WTA’s influence is not confined to Australia. The organization has been instrumental in setting up international wildlife tourism guidelines and best practices. Recently, Green was invited to Japan to discuss sustainable wildlife tourism and help form a Japanese chapter of Wildlife Tourism Australia. The global expansion reflects the universal relevance of WTA’s mission and its success in promoting sustainable wildlife tourism practices.

Green shares her excitement about the development, “Forming a Japanese chapter of WTA is an exciting step. It allows us to share our knowledge and experience on a global scale, promoting sustainable wildlife tourism practices beyond Australia.”

Addressing conservation through education

Education is a critical component of WTA’s strategy. The organization emphasizes the importance of high-quality interpretation in wildlife tourism, ensuring that tourists leave with a greater understanding and appreciation of the wildlife they encounter. This includes educating tourists about conservation issues and what they can do to help.

Green explains, “We try to give a positive message about conservation. For example, reducing single-use plastics can help protect marine wildlife from ingesting plastic waste. It’s about making people aware of the impact they can have and encouraging them to take action.”

Promoting research and academic collaboration

WTA continues to foster strong ties with the academic community. The organization supports research on wildlife tourism and its impacts, providing valuable data that can inform conservation strategies and tourism practices. The research is made accessible to the public through WTA’s website, ensuring it benefits a broad audience.

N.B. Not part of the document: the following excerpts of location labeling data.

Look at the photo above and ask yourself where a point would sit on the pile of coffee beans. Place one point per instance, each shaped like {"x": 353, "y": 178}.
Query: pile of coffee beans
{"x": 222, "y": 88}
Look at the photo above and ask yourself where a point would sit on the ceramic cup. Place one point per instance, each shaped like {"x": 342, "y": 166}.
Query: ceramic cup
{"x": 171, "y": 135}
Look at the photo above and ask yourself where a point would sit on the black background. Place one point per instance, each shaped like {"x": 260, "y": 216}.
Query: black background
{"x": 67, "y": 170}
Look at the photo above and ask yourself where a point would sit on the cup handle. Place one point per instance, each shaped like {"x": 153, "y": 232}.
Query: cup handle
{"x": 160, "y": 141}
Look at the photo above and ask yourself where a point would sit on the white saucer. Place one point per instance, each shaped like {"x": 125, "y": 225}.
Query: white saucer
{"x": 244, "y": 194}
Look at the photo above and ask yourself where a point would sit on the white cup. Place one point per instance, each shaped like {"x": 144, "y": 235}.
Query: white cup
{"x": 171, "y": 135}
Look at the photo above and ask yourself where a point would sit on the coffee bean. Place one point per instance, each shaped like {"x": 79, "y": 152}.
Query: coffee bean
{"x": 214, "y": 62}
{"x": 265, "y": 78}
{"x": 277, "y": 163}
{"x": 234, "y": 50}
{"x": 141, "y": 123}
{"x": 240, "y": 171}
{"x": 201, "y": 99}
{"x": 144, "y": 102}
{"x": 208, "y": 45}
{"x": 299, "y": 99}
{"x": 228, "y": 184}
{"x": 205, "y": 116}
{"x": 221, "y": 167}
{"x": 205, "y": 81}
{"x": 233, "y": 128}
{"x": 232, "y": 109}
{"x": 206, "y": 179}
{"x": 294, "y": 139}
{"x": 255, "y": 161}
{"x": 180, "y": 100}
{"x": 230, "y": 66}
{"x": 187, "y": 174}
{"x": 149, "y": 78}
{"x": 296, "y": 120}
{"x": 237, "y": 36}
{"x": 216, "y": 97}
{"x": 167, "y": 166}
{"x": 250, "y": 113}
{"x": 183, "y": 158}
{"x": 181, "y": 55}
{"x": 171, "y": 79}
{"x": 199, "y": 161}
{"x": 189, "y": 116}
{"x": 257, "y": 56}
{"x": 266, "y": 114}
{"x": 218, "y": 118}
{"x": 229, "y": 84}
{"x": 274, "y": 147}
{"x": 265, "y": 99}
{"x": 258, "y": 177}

Green notes, “Our collaboration with universities and researchers is crucial. It allows us to stay at the forefront of wildlife tourism practices and ensure our guidelines are based on the latest scientific evidence.”

Wildlife Tourism Australia stands as a testament to the power of collaborative efforts in conservation and tourism. Under Green’s leadership, WTA has promoted sustainable wildlife tourism and fostered a deeper understanding and appreciation of Australia’s rich biodiversity. As the organization continues to address challenges and seize opportunities, its mission remains clear: to support wildlife tourism that benefits all stakeholders, from wildlife to the communities and tourists who cherish these natural wonders.

“We want to awaken people to the pleasures of exploring wild areas and understanding the intricate ecosystems that sustain them. Through responsible wildlife tourism, we can ensure that these incredible experiences are available for future generations.”


Wildlife Tourism Australia

What: A not-for-profit organization dedicated to promoting sustainable wildlife tourism, supporting tourist operations, educators, researchers, businesses, and societies committed to conserving wildlife and their habitats.